De los ganadores darán registro las redes sociales, pero conviene decir es que me encontré con refrescantes conocimientos -extraño para estas alturas de mi vida- que confirman que en materia de cocina mexicana solo conocemos la punta del iceberg en tanto conocimiento profundo, tradicional y colectivo. Me hubiera encantado que aquellas y aquellos que enarbolan la vanguardia culinaria mexicana y cuya fama o prestigio internacional les otorga un papel de voceros de la gastronomía nacional se dignaran a participar en estos eventos como un ejercicio primero de humildad profesional, y luego de auténtico apoyo a los espacios universitarios dignos. Pero esa discusión es harina de otro costal, y para ellas y ellos habrá otra oportunidad.

Tamales de camarón al estilo Nayarit realizados con una maestría digna de cualquier restaurante de vanguardia; el muy ganador tamal de maíz con venado seco, elaborado a la usanza ritual de las sociedades originales nayaritas y que con valentía los estudiantes lo presentaron sobre una jícara, solo, sin más guarniciones o añadidos, pero con sobrada explicación de la profundidad litúrgica de su preparación y consumo.
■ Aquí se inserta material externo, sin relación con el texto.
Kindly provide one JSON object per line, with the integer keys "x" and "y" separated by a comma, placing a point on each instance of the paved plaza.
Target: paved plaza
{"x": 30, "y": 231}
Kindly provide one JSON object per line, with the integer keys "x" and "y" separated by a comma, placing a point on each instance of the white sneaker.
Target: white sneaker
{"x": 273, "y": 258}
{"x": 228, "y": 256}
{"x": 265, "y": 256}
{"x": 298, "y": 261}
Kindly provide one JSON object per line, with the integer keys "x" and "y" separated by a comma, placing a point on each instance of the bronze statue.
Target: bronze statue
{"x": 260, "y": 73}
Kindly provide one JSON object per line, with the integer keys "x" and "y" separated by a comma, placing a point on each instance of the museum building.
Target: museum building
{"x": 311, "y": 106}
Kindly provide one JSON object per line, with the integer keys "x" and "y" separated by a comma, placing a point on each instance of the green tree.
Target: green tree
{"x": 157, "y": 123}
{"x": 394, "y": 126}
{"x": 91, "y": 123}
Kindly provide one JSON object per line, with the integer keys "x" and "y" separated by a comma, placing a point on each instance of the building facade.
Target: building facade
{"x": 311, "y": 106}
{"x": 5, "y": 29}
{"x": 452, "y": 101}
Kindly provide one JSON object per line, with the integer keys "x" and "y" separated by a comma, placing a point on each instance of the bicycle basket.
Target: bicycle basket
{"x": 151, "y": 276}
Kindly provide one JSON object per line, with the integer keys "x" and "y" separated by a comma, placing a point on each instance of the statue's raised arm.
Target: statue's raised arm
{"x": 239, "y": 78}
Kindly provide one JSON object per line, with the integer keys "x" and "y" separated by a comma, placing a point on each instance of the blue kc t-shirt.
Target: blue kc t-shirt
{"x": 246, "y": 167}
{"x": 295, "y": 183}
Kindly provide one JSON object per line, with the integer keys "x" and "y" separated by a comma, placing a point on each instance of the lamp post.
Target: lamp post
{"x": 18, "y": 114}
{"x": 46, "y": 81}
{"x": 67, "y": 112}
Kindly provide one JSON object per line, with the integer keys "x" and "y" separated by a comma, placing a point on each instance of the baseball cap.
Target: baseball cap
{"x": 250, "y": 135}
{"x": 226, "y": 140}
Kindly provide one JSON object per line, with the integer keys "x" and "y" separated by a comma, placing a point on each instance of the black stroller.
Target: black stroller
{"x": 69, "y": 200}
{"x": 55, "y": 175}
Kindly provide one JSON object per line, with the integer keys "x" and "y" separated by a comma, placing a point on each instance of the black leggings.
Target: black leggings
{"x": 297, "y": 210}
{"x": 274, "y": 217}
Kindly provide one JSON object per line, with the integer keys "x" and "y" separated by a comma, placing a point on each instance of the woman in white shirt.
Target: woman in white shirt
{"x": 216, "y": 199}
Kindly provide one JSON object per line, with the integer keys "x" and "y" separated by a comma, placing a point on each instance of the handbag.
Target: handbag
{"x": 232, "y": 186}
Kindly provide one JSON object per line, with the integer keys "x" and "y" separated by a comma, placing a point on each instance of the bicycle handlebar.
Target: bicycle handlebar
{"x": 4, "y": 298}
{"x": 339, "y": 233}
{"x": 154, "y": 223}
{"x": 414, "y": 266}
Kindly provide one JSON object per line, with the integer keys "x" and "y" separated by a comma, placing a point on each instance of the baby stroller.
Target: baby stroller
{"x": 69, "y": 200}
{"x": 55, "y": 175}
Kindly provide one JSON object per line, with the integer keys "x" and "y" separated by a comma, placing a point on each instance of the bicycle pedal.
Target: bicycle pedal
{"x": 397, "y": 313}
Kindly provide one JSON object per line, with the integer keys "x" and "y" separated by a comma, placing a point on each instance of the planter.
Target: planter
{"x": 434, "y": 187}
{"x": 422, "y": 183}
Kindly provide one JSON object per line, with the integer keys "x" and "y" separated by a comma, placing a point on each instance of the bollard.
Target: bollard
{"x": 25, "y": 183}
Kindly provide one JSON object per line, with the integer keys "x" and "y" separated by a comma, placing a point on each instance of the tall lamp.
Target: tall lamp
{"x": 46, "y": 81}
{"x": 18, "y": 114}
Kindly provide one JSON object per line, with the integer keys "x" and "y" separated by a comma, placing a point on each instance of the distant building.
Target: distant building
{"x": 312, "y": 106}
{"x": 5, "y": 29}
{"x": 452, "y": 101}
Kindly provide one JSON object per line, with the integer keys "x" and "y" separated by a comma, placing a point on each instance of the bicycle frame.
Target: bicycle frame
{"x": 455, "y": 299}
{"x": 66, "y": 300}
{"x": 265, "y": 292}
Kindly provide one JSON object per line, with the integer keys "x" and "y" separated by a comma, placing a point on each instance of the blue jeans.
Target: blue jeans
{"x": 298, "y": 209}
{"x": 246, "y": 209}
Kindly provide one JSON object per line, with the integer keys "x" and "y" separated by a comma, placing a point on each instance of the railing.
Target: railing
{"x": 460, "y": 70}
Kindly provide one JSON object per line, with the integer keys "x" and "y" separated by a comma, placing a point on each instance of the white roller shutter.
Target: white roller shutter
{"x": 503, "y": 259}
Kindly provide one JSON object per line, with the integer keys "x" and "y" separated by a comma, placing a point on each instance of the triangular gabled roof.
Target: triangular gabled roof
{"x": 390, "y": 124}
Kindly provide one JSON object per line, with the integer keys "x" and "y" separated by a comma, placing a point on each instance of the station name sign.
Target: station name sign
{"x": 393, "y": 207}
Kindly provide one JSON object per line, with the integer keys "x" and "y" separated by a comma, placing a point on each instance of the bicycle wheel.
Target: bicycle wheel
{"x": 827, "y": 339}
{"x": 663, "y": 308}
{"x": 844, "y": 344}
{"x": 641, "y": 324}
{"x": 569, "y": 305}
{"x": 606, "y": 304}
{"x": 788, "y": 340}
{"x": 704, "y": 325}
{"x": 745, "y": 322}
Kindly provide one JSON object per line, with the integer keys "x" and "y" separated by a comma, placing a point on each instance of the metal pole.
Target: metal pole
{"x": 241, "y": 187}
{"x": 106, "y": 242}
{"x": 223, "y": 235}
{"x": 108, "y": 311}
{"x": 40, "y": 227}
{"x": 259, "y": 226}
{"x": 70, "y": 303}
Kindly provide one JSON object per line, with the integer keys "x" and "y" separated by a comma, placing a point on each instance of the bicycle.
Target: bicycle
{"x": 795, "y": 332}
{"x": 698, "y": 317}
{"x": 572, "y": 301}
El pescado zarandeado sutil y delicado como pocos; un pipián de extraordinaria finura organoléptica y de densidad simbólica única; guisos michoacanos de una fuerza y delicadeza que pocos manejan en el país; y un recorrido en dos platos por la densa y poco conocida gastronomía guanajuatense cuyo resumen práctico cabe en un taco elaborado con sellos ceremoniales de las sociedades prehispánicas.

Los estudiantes fueron unos dignísimos representantes de sus regiones, de sus historias personales, familiares y colectivas. Fueron embajadores de sus culturas y de la manera muy mexicana de comprender la vida a través de la alimentación. Obviamente, a todos ellos (profesores y estudiantes) les deseo un merecido éxito en sus carreras y una incansable actitud de triunfo. Pero lo que más anhelo para ellas y ellos es una irrenunciable fuerza para hacer de este país algo distinto, para no repetir los errores que otros ya cometimos o seguimos cometiendo, pero sobre todo que sepan que, si ya se encontraron por algunas horas en el muy veracruzano municipio de Cuitláhuac, no se dejen nunca. Lo más difícil en la vida es encontrar a tu tribu, quienes comparten valores y pensamientos, aunque el espacio y el tiempo no los haya hecho coincidir naturalmente. La vida no se construye en un concurso, pero sí estoy seguro que comenzará para ustedes. Gracias por unas horas de aprendizaje y de continuar mostrándome mi profunda y asumida ignorancia. Esto apenas comienza.